Les premiers enfants arrivent. Une fillette porte une bassine devant elle. Son père la précède, cheveux grisonnants, tatouages au cou. Elle se plaint de douleurs au ventre. Elle a envie de vomir mais rien ne vient. De temps à autres, elle tête un biberon d’eau. Elle a 7 ou 8 ans. Peu de langage entre eux. Le père est perdu dans un jeu de son téléphone. La petite patiente. Il sort fumer une cigarette et demeure à vue, derrière la vitre, afin que l’enfant garde le lien avec lui. Cigarette et téléphone.

Une ambulance dépose un.e patient.e via l’accès réservé. Arnaud doit l’enregistrer.

Un homme passe les portes coulissantes de l’entrée. Sa main gauche ensanglantée glissée dans un sac en plastique. On dirait un rôti mal ficelé. Parmi les personnes présentes dans la salle d’attente, certaines détournent le regard, haut-le-cœur. D’autres voudraient, toutes affaires cessantes, qu’on le prenne en charge. Il est tranquille. Dit qu’il n’a pas mal. Il est tombé en tenant un verre à pied. Ce sont des bris de verre dans sa main. Il est 10 h 30 : son verre était-il chargé d’alcool ?

Un groupe de 4 jeunes, 3 filles cheveux longs et 1 garçon, barbe casquette à l’envers. L’une d’elles est en béquilles. Une autre a le ventre à l’air sous son tee-shirt si court, perfecto entrouvert sur pantalon caleçon. Il fait 14 °C dehors. Ils ont l’air de connaître les lieux, de savoir comment cela fonctionne ici.

Le père rentre et, avec lui, une odeur de cigarette froide, tout juste fumée, envahit l’espace.

Une mère, sa petite téléphone en main, 2 sacs aux bras. Une fillette sur un fauteuil roulant, cheville tordue la veille. Un bébé de 14 mois déjà venu pour ses 7 mois. Deux hommes d’origine britannique, un couple d’origine allemande, 3 hommes : le père, le fils, l’ami de la famille. Le ballet devient constant, Arnaud demeure affable.

12h10 : l’hélicoptère jaune s’élance dans le ciel.

Un homme aux tempes grisonnantes pousse une femme cheveux courts orangés au henné assise dans un fauteuil roulant de l’hôpital. Comme on trouve des chariots à bagages aux entrées de l’aéroport, ce sont des fauteuils roulants à disposition qui accueillent ici les arrivant.es.
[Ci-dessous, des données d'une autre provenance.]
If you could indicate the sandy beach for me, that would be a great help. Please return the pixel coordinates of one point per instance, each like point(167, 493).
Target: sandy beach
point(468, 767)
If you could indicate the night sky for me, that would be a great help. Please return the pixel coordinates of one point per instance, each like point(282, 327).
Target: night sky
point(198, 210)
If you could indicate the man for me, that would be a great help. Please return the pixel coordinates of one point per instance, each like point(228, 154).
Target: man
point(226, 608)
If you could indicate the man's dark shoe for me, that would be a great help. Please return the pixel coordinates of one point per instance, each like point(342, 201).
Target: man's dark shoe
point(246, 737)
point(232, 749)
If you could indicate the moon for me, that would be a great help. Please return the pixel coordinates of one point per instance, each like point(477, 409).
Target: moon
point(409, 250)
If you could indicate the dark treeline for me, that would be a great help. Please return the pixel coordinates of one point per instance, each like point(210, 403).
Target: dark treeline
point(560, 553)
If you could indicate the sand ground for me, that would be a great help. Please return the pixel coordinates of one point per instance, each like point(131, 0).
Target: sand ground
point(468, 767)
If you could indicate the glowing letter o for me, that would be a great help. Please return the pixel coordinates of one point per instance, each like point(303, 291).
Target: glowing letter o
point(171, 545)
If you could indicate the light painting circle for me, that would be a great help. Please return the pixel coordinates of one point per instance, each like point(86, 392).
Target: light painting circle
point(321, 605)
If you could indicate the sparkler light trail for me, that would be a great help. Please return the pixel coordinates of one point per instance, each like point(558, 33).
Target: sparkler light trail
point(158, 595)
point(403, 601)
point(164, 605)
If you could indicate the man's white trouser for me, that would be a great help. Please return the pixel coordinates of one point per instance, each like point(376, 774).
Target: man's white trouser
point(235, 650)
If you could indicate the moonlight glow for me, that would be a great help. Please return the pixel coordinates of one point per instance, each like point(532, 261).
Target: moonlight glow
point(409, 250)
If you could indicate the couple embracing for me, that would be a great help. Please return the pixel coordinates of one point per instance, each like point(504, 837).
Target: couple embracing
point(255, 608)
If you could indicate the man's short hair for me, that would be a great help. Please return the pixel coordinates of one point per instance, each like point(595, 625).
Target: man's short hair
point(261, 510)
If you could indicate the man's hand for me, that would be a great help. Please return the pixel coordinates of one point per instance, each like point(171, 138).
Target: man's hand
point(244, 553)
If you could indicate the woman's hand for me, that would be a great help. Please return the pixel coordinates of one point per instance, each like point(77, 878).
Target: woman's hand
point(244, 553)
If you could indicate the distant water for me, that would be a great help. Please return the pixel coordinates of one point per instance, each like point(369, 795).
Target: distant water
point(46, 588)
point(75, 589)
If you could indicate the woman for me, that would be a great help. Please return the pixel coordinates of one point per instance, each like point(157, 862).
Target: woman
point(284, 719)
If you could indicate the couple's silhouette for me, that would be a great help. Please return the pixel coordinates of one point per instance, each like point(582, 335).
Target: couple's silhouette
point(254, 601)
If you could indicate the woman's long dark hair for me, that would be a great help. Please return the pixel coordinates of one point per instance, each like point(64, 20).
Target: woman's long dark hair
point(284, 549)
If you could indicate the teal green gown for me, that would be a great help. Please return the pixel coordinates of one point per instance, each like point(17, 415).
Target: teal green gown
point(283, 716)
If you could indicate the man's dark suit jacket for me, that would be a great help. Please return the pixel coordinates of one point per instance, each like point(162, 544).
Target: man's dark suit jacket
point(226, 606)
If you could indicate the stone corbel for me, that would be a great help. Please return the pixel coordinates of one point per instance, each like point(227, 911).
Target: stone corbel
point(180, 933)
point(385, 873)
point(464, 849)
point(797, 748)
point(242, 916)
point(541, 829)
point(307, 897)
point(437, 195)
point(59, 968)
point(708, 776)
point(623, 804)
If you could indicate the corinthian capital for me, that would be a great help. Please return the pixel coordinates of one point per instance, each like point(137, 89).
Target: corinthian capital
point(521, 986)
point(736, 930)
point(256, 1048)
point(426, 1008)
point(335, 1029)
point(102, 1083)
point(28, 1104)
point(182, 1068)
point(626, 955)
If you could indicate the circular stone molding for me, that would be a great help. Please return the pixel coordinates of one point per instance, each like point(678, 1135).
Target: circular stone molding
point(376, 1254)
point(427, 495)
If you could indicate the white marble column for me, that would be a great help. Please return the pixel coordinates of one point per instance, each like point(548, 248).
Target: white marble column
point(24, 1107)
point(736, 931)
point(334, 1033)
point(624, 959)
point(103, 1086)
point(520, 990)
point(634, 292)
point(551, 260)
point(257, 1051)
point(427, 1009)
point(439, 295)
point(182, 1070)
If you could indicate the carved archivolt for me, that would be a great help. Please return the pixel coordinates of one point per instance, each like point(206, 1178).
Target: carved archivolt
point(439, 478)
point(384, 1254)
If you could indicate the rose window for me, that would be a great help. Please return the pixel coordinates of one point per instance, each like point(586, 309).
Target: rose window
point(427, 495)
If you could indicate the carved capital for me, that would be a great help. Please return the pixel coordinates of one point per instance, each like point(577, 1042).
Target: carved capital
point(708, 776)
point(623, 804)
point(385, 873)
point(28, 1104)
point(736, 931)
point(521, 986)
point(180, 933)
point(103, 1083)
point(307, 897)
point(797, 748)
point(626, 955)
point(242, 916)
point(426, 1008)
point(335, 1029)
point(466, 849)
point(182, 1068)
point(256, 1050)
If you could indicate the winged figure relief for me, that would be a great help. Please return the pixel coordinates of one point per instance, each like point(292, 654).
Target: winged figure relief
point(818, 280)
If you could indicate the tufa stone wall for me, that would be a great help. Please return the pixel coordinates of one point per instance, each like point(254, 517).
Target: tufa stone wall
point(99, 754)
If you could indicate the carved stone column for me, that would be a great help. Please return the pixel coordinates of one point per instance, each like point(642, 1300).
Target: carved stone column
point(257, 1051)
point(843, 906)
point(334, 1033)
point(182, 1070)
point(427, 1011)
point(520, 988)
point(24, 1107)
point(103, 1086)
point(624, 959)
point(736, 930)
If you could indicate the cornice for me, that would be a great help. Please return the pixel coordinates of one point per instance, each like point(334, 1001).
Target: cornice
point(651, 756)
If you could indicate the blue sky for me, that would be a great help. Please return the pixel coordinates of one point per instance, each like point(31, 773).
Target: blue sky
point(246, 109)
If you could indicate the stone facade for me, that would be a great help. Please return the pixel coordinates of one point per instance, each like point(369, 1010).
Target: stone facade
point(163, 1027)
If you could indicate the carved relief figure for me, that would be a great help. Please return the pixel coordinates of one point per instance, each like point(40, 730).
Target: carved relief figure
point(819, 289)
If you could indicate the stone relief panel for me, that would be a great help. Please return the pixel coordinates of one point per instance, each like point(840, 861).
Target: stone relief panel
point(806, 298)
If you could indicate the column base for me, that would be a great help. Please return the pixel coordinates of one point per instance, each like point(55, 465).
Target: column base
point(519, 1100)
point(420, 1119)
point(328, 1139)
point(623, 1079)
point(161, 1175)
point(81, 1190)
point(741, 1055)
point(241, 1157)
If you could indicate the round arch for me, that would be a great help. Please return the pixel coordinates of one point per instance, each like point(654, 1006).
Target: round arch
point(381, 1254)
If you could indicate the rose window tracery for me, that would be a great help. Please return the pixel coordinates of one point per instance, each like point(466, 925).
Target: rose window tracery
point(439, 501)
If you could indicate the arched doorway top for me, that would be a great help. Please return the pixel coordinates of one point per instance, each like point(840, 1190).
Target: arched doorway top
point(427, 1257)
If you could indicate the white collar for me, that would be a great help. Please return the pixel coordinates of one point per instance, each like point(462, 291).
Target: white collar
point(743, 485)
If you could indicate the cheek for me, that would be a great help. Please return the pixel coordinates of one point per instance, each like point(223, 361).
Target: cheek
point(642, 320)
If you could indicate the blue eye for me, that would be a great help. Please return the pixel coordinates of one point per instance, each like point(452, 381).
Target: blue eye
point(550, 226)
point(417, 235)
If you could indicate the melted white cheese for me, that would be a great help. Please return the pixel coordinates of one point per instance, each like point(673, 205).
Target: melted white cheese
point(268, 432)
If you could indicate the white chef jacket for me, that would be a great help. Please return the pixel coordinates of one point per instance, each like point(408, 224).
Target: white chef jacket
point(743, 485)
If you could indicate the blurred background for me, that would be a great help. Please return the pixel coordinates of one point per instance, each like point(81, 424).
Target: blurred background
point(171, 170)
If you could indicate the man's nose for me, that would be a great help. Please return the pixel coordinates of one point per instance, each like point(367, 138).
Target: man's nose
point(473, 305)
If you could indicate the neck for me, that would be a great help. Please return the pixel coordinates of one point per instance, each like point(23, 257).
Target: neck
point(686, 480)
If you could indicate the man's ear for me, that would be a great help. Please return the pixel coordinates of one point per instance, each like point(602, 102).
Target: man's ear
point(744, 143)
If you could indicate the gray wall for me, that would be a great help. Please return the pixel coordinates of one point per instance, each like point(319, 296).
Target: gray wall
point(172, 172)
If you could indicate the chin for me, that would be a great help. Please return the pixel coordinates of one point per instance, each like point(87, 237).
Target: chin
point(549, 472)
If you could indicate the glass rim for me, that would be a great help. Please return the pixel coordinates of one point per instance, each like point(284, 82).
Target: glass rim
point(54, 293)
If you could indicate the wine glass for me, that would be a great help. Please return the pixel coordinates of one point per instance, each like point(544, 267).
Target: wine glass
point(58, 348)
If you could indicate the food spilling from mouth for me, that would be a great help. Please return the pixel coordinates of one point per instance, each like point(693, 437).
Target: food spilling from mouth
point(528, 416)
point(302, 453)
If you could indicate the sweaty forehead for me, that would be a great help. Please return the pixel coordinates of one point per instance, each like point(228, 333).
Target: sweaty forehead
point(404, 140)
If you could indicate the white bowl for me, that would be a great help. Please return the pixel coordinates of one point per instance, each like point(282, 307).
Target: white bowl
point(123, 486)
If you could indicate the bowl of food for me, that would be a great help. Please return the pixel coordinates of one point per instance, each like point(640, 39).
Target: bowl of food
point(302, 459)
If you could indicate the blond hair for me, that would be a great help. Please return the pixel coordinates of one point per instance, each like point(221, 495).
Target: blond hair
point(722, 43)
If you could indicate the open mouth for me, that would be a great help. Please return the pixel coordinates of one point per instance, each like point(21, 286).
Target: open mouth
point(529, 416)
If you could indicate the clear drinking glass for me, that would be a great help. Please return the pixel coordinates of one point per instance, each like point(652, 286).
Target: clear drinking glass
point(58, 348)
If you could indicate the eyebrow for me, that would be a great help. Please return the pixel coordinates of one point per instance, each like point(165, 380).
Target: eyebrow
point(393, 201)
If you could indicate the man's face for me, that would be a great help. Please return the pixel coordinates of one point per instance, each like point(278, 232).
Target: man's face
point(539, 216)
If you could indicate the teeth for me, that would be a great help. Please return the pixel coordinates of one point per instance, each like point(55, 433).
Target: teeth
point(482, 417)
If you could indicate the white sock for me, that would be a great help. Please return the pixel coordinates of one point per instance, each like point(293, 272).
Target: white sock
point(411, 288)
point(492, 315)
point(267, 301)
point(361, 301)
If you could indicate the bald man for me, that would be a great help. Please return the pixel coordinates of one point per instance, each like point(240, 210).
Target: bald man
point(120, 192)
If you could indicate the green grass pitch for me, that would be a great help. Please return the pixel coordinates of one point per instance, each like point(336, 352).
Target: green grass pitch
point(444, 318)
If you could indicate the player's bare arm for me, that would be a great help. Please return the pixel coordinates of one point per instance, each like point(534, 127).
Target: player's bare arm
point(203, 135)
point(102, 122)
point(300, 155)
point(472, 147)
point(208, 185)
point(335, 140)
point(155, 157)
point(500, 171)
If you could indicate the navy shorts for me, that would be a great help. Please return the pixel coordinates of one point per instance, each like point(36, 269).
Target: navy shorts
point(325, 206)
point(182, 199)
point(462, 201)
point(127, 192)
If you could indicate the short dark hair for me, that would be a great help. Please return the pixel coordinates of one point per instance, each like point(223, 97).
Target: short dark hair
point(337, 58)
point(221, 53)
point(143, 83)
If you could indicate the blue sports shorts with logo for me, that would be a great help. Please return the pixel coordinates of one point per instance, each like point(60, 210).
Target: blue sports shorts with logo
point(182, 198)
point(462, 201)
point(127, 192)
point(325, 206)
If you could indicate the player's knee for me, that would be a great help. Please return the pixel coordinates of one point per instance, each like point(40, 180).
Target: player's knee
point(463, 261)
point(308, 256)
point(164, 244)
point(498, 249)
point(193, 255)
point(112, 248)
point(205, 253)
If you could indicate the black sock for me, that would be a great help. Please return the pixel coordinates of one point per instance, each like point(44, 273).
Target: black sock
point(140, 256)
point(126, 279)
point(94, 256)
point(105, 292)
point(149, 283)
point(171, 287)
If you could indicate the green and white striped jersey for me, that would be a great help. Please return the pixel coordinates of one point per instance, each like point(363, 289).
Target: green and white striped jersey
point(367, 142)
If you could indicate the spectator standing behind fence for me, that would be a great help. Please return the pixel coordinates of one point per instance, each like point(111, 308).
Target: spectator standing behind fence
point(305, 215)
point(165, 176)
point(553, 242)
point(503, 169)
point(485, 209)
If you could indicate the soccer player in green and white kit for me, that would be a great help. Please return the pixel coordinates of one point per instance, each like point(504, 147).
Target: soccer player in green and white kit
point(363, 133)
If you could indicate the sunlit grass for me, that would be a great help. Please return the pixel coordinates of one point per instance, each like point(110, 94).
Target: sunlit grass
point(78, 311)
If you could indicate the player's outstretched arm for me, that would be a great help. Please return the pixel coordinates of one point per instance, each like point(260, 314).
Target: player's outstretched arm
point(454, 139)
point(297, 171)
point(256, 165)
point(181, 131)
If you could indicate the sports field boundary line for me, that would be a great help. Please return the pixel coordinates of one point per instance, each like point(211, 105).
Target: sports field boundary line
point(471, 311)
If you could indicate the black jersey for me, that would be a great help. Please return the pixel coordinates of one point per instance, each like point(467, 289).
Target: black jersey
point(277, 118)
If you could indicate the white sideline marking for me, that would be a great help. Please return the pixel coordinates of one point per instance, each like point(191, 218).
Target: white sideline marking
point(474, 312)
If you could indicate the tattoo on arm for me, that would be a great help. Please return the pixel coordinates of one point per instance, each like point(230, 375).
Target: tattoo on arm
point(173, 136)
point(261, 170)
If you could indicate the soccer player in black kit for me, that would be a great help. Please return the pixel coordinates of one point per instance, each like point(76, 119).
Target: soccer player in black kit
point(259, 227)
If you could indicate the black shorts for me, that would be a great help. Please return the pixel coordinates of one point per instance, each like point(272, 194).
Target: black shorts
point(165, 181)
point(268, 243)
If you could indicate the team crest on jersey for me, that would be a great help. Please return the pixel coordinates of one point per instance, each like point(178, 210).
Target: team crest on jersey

Polo jaune, chaussettes et short noirs, il boite et débarque du terrain de foot. Sa mère l’accompagne qui affiche sa désapprobation au regard du monde installé dans la salle. Aucune compassion de l’adulte.

Un bébé pleure, il a été vacciné la veille, la fièvre est forte. Arnaud essaie de l’apaiser, en vain. Les pleurs cessent aussitôt que sa mère sort du bureau des admissions.

L’infirmier annonce un délai d’attente de 2 h pour les urgences non vitales. Il invite les personnes à aller déjeuner, elles en ont le temps…

Elle parle fort de son mari, cancer des voies biliaires, mal en point ce matin. Il est sous chimio.

Une femme sort des urgences, robe de chambre taupe (ou manteau léger), claquettes aux pieds, tatouages aux cuisses, mollets, pieds. Sa lèvre supérieure est percée d’un anneau. Elle porte une bague large au pouce gauche. Sac en bandoulière, téléphone en main. Trois étoiles bordent son œil droit.

Le père de la petite nauséeuse s’agace. Ils attendent depuis plus de 2 h maintenant, c’est très long ! Il ronge son pouce, toujours avare de mots à échanger avec sa fille.

Ce jour-là, 83 services d’urgences sont en grève dans le pays. Des services harassés, aux moyens constamment diminués, la pression quotidienne usant les corps de métiers, forçant les arrêts maladie en cascade d’un personnel à la conscience professionnelle passée à la lessiveuse.

Drôle d’époque où le monde du travail pressurise, tord, use et abuse, pousse au suicide. Il est grand temps de changer de traitement.